他按了兩次門鈴,終於聽見門內傳出說話聲,其中一個聲音嘰嘰喳喳、活潑開朗,另一個深沉而冷靜。門開啟,銀鈴般的女子笑聲流瀉而出。她頭戴白色毛皮帽——哈利猜想應該是人造毛皮——帽子下方是金色長髮。
「我很期待囉!」她說,轉過身來,正好和哈利面對面。
「哈囉,」她說,語調平板,過了片刻,她認出哈利,立刻熱情地說:「呃,嗨!」
「嗨。」哈利說。
「你好嗎?」她問道,哈利見她記起了上次他們的對話結束在萊昂旅館的黑色牆壁上。
「你認識歐妲?」史德普說,他雙臂交抱站在玄關,打著赤足,身穿t恤,上頭隱約可見路易·威登標誌,下半身的綠色亞麻長褲倘若換作別的男人來穿,肯定娘味十足。他的身高和哈利相仿,個頭差不多魁梧,一張臉有著美國總統候選人夢寐以求的輪廓:堅毅的下巴,男孩般的藍色眼眸,眼角帶有笑紋,一頭白髮相當濃密。
「我們只是打個招呼,」哈利說,「我上過一次他們的脫口秀。」
「兩位,我得走了。」歐妲說,邊走邊丟了個飛吻,腳步聲沿著樓梯噔噔噔一路響了下去,彷彿逃命似的。
「對,她來找我也是為了那該死的節目,」史德普說著,請哈利進屋,握住哈利的手,「我的表現癖已經可悲得無以復加,這次我連主題是什麼都沒問就答應去上節目。歐妲是為了節目內容先來對稿的,呃,你上過節目,知道是怎麼回事。」
「他們只是打電話給我而已。」哈利說,跟史德普握過的那隻手餘熱未散。
「你在電話裡的語氣聽起來很嚴肅,霍勒警監,我這個卑劣的新聞人能幫上什麼忙嗎?」
「這件事跟你的醫生兼冰壺同好伊達·費列森有關。」
「啊哈!當然當然,請進來吧。」
哈利扭動雙腳脫下靴子,跟著史德普穿過走廊,走進客廳。客廳比屋內其他地方低了兩個臺階。進了客廳,只消看上一眼就知道費列森那家診所的候診室裝潢靈感是從哪裡來的,只見窗外的奧斯陸峽灣在月光照耀下波光粼粼。
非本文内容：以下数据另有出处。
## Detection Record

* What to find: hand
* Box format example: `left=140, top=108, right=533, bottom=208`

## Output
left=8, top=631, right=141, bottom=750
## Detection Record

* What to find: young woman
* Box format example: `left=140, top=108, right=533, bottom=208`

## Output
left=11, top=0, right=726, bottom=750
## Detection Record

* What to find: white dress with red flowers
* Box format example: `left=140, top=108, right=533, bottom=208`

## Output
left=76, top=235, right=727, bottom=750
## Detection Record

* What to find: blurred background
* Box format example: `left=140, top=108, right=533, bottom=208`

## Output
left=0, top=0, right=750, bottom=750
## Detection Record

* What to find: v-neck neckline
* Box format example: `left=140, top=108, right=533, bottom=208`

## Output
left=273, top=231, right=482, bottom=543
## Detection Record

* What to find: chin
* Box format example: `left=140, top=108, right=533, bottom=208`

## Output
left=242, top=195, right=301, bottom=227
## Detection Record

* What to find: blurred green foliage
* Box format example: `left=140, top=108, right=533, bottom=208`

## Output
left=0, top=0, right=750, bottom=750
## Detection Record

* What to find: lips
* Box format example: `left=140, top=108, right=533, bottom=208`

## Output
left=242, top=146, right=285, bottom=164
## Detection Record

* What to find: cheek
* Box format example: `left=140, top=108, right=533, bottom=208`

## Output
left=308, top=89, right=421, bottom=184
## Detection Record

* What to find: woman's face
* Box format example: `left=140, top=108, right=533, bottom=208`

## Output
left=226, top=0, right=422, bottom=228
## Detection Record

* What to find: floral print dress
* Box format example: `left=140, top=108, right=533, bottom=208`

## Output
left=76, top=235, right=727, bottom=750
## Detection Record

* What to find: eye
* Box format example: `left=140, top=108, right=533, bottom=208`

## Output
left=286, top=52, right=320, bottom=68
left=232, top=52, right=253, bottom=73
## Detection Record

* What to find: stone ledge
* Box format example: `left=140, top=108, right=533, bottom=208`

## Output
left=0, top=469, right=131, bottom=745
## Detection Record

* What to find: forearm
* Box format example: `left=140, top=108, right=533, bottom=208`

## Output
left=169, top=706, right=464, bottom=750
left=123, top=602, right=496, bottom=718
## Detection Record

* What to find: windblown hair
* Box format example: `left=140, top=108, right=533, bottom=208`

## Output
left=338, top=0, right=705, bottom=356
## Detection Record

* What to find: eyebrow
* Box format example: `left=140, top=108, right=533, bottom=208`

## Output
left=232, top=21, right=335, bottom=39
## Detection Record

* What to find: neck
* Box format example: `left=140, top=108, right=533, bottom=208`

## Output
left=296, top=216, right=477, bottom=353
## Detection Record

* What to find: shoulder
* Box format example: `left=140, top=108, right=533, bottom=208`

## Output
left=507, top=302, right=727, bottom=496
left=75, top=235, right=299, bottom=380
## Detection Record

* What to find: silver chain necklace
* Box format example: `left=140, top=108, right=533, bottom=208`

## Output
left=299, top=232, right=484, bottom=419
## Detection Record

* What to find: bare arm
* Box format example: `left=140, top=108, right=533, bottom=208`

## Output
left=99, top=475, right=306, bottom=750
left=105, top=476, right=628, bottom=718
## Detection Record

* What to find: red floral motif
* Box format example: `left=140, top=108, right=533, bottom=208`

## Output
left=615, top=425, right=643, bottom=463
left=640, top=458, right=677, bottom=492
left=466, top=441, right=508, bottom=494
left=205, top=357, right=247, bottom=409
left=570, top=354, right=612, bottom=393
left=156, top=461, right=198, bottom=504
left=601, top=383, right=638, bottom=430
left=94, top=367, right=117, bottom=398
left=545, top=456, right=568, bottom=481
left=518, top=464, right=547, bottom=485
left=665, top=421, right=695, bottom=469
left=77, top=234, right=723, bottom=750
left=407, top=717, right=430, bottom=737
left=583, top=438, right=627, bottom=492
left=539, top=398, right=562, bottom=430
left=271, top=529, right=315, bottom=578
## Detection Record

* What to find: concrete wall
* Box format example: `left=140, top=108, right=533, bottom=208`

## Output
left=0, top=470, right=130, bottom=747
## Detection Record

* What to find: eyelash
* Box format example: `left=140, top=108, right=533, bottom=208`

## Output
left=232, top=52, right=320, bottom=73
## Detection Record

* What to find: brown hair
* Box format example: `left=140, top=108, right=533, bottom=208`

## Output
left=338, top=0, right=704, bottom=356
「你是不是在進行‘由因及果’的調查?」史德普說,啪嗒一聲坐在一張塑膠模型椅上,那是客廳裡最小的一件傢俱。
「你的意思是?」哈利說著,在沙發上坐下。
「就是從結果開始反推回去,找尋原因。」
「‘由因及果’是這個意思嗎?」
「天知道,我只是喜歡這個名詞而已。」
「嗯,你對我們發現的結果有什麼看法?你相信嗎?」
「我?」史德普大笑,「我什麼都不相信,不過這是我的職業病,只要某件事開始接近既定真相,我的工作就是提出反對意見,這就是自由主義。」
「那這件案子呢?」
「呃,我看不出費列森有任何合理的殺人動機,或者瘋狂到可以公然蔑視標準定義。」
「所以你不認為費列森是殺人兇手?」
「反對世界是圓的並不代表相信世界是平的,我想你手上應該握有證據吧——需要酒類飲料嗎?咖啡?」
「咖啡,麻煩你。」
「我是逗你的,」史德普微笑道,「我這裡只有水和葡萄酒,不對,我說錯了,我還有一些阿貝迪恩農場生產的甜蘋果酒,不管你願不願意都得嘗一嘗。」
史德普快步走進廚房,哈利站起來觀察四周環境。
「你這間房子很漂亮,史德普。」
「這是三間房子打通的,」史德普在廚房喊說,「第一間屬於一個事業成功的船東,他因為窮極無聊而上吊自殺,大概就在你現在坐的地方。第二間是我現在站的這裡,原本屬於一個證券經紀人,他因為內線交易而鋃鐺入獄,卻在監獄裡得到心靈解脫,把這間房子賣給我,錢都捐給了奉行內在使命運動的牧師。
不過這應該也算是某種內線交易,你懂我的意思吧?我聽說這個人現在快樂多了,所以有何不可?」
史德普走進客廳,手中拿著兩個杯子,裡頭是淡黃色液體。他遞了一杯給哈利。
「第三間房子原本屬於厄斯坦修區的一個水電工,他們在計劃建造阿克爾港區的時候,他就下定決心將來要住這裡,我猜那應該代表他想爬上社會頂層吧。後來他進出黑市外加索取超額工資,攢錢攢了十年,終於買下這間房子。可是他幾乎花光了所有的錢,所以沒錢請搬家公司,只好找來幾個朋友自己搬家。他有個保險箱重達四百公斤,我猜應該是用來裝那些從黑市賺來的錢。就在他們快到最後一個樓梯間、只剩下十八級臺階的時候,那個可怕的保險箱突然滑動,把水電工給拖了下去。他摔斷背脊,全身癱瘓,現在住在老家附近的療養院,看著厄斯登士凡湖的風景。」史德普站在窗邊,喝著杯中的酒,若有所思地眺望奧斯陸峽灣,「雖然只是一座湖,但也算得上是景觀。」